Caltrans tells SLO to rethink building homes near airport
March 25, 2015
The California Department of Transportation (Caltrans) has warned the city of San Luis Obispo that it should reconsider its plan to allow the construction of high-density housing near the regional airport.
In December, the city council voted 4-1, with Councilman Dan Carpenter dissenting, to override the airport land use commission, which sets limits on development in the city’s southern edge. The council vote cleared a major hurdle for developers such as Gary Grossman, who seeks to build high-density housing in the area.
Last week, an attorney representing the aeronautical division of Caltrans sent a letter to San Luis Obispo Mayor Jan Marx asking the council to reassess its improper decision to overrule the airport commission.

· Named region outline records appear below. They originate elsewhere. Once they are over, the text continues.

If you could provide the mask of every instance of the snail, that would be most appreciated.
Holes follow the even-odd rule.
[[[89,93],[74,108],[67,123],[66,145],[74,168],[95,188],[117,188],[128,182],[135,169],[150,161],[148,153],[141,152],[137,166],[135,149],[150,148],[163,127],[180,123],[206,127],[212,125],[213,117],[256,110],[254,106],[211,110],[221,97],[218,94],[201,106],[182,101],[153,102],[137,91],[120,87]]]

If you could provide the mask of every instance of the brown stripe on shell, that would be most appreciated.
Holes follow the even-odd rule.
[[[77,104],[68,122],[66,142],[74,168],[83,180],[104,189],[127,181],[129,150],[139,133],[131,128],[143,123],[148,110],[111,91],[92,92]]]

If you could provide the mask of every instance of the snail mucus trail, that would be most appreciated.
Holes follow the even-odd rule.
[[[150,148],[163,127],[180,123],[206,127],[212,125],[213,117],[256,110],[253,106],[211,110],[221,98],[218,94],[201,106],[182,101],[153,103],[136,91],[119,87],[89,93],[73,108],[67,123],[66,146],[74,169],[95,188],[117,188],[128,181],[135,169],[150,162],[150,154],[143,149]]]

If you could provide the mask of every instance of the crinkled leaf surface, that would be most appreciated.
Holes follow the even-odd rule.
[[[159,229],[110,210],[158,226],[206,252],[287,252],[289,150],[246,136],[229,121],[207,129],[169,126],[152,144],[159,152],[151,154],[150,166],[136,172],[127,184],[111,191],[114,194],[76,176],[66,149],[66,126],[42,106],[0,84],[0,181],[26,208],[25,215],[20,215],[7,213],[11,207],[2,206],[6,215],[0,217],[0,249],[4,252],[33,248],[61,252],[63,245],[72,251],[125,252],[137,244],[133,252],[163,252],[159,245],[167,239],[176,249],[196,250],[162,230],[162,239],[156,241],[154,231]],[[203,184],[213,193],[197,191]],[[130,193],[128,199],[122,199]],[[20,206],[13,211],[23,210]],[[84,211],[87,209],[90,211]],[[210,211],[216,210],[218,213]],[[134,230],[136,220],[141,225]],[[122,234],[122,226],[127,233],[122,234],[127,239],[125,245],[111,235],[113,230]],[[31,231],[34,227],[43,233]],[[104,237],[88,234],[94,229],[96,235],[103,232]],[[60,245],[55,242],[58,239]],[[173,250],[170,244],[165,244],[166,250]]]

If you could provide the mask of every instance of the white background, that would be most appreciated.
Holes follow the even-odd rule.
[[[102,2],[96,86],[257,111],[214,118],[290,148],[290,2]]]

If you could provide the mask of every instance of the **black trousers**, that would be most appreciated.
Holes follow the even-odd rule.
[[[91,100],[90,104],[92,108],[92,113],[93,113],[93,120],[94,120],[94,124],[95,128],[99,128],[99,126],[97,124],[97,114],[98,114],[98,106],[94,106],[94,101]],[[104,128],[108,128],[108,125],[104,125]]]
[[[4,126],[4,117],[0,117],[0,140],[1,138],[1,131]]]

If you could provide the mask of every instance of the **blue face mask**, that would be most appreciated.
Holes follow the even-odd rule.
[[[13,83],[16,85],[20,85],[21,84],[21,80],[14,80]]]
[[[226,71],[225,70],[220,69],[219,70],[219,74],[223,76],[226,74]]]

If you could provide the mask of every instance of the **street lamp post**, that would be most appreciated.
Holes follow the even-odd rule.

Previously, both the airport commission and the Caltrans aeronautics division threatened to sue the city over its plan to allow high-density developments near the airport.
The Caltrans letter states that the city’s plan violates height, noise, safety and density regulations pertaining to development surrounding the airport. The letter notes that the Santa Monica airport could be closed due to complaints from residents about noise, safety and pollution.
In response, City Attorney Christine Dietrick told the Tribune that the Caltrans letter contains numerous inaccuracies and a misrepresentation of the law.
During last year’s election season, Grossman gave maximum allowable contributions to the campaigns of Marx and Councilwoman Carlyn Christianson. The developer also donated $5,000 to the county bicycle coalition, for which Councilman Dan Rivoire serves as the executive director.
Grossman is currently trying to develop the 131-acre property owned by rancher Ernie Dalidio. Sources have told CalCoastNews that he has already spent several million dollars on the proposed development, and that he needs approval for high-density development in order to make the project more financially viable.